Die tragische Geschichte einer nepalesischen Familie

Nachrichten, die in deutschen Medien nicht erschienen – Teil 6

Zwei Söhne tot, einer in Lebensgefahr, der vierte Sohn soll dennoch beschnitten werden:  Die Geschichte der Familie Khan aus Nepal belegt nicht nur die oft verdrängten Gefahren der Beschneidung, sondern zeigt auch, wie schwer es manchen Familien fällt, sich dem religiösen Gruppendruck zu entziehen.

Nachdem der 5jährige Sohn der Familie, Muyoddin, im Februar 2005 gemäß religiöser Tradition beschnitten worden war, starb er durch Verbluten. Sein 7jähriger Bruder Santalat hatte ebenfalls exzessive Blutungen erlitten und wurde in ein Krankenhaus eingeliefert. Er befand sich zum Zeitpunkt des Medienberichtes in kritischem Zustand und es ist nicht bekannt, ob er sich später wieder erholt hat oder ebenfalls starb.

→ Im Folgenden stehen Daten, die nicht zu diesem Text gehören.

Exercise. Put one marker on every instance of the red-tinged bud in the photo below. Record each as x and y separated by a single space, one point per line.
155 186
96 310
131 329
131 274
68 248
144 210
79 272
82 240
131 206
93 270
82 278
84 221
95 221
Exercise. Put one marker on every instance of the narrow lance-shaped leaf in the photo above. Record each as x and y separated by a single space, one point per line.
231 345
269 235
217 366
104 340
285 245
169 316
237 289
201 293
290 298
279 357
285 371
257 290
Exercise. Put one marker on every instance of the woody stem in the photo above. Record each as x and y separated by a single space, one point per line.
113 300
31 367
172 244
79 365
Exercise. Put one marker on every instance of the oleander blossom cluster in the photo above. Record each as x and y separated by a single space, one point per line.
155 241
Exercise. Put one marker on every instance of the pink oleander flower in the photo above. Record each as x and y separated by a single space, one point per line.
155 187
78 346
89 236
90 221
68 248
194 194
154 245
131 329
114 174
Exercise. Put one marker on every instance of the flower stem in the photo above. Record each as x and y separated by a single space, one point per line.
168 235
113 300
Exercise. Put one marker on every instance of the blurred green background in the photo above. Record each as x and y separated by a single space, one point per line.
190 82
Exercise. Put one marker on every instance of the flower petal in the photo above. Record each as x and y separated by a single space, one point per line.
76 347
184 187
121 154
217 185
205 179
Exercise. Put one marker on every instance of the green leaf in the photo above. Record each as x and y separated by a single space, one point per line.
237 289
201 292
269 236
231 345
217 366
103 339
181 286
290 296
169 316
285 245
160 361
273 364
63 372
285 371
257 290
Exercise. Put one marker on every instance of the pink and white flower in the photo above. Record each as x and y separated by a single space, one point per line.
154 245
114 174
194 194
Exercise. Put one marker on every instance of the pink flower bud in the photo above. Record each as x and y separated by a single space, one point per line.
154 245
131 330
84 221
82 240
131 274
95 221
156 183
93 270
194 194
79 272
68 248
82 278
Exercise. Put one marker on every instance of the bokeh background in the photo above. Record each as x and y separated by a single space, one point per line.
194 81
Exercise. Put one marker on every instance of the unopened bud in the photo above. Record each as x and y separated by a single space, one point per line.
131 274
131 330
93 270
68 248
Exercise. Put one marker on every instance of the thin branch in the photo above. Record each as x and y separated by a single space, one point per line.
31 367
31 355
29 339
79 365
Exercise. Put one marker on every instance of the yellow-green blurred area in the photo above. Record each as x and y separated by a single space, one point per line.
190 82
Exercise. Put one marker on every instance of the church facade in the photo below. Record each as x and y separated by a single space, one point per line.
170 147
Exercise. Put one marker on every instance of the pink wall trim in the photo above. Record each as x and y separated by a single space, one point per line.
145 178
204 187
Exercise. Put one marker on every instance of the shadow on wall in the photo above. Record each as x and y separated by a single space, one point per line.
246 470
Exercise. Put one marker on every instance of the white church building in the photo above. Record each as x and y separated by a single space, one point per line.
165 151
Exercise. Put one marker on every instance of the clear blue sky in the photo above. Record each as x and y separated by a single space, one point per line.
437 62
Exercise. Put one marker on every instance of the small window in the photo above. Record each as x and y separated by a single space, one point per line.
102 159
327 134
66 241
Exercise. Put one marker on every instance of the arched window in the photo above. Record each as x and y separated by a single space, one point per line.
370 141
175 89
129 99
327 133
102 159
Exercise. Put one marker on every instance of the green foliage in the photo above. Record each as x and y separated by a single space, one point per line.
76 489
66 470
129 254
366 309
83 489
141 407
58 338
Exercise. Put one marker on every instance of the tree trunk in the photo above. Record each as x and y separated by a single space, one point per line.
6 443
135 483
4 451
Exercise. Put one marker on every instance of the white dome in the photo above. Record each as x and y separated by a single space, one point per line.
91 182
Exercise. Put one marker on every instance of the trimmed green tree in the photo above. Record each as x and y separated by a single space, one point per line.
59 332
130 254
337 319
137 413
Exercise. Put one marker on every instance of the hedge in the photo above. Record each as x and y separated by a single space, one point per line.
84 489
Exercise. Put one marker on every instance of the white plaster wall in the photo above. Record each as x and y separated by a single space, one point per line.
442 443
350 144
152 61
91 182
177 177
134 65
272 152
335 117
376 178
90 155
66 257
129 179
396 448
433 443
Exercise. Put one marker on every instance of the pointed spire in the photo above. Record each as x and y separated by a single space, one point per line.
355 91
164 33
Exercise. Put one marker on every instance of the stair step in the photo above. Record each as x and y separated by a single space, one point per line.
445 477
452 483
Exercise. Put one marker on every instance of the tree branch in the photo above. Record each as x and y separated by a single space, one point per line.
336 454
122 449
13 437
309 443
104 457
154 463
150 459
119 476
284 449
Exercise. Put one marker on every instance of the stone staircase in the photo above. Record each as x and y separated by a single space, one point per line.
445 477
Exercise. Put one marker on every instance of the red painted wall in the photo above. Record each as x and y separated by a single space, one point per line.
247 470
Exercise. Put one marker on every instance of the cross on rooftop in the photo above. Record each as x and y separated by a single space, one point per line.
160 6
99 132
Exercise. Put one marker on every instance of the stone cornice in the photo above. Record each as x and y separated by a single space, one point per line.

Fünf Jahre zuvor war bereits der älteste Sohn der Familie auf ähnliche Weise nach einer religiösen Beschneidung gestorben. Dennoch erklärte der Vater, Rahamadtulla Khan, dass sein jüngster, zu diesem Zeitpunkt 7 Monate alter Sohn ebenfalls dem Eingriff unterzogen werden müsse. „Ich kann mich nicht gegen meine Religion wenden, auch wenn ich zwei meiner Söhne verloren habe,“ wurde Rahamadtulla zitiert.

Lieben diese Eltern ihre Kinder nicht? – Doch, natürlich tun sie das. Können religiöse Vorschriften und sozialer Druck so stark sein, dass die Elternliebe hinter sie zurücktritt? – Ja, das können sie, doch in diesem Fall spielt noch ein anderer Aspekt eine wichtige Rolle: Wenn Familie Khan nach dem Tod der beiden Jungen entschieden hätte, bei weiteren Söhnen auf die Beschneidung zu verzichten, hätten sie eingeräumt, dass das Ritual auch bei den anderen Jungen verzichtbar gewesen wäre. Die Tode der Kinder wären dann nicht mehr auf einen unabänderlichen Fakt, auf ein unverrückbares religiöses Gebot, zurückzuführen, sondern auf eine bewusste Entscheidung der Eltern, die religiöse Vorgabe zu befolgen – womit sie die Schuld am Tod ihrer Söhne auf sich selbst laden würden.

So kann die Beschneidungspraktik weiterbestehen, trotz schwerwiegender, folgenreicher Komplikationen und trotz der Liebe der Eltern für ihre Kinder. Solange die medizinisch unnötige Knabenbeschneidung nicht ebenso international geächtet wird wie die weibliche Genitalverstümmelung, wird sich an dieser Dynamik wenig ändern.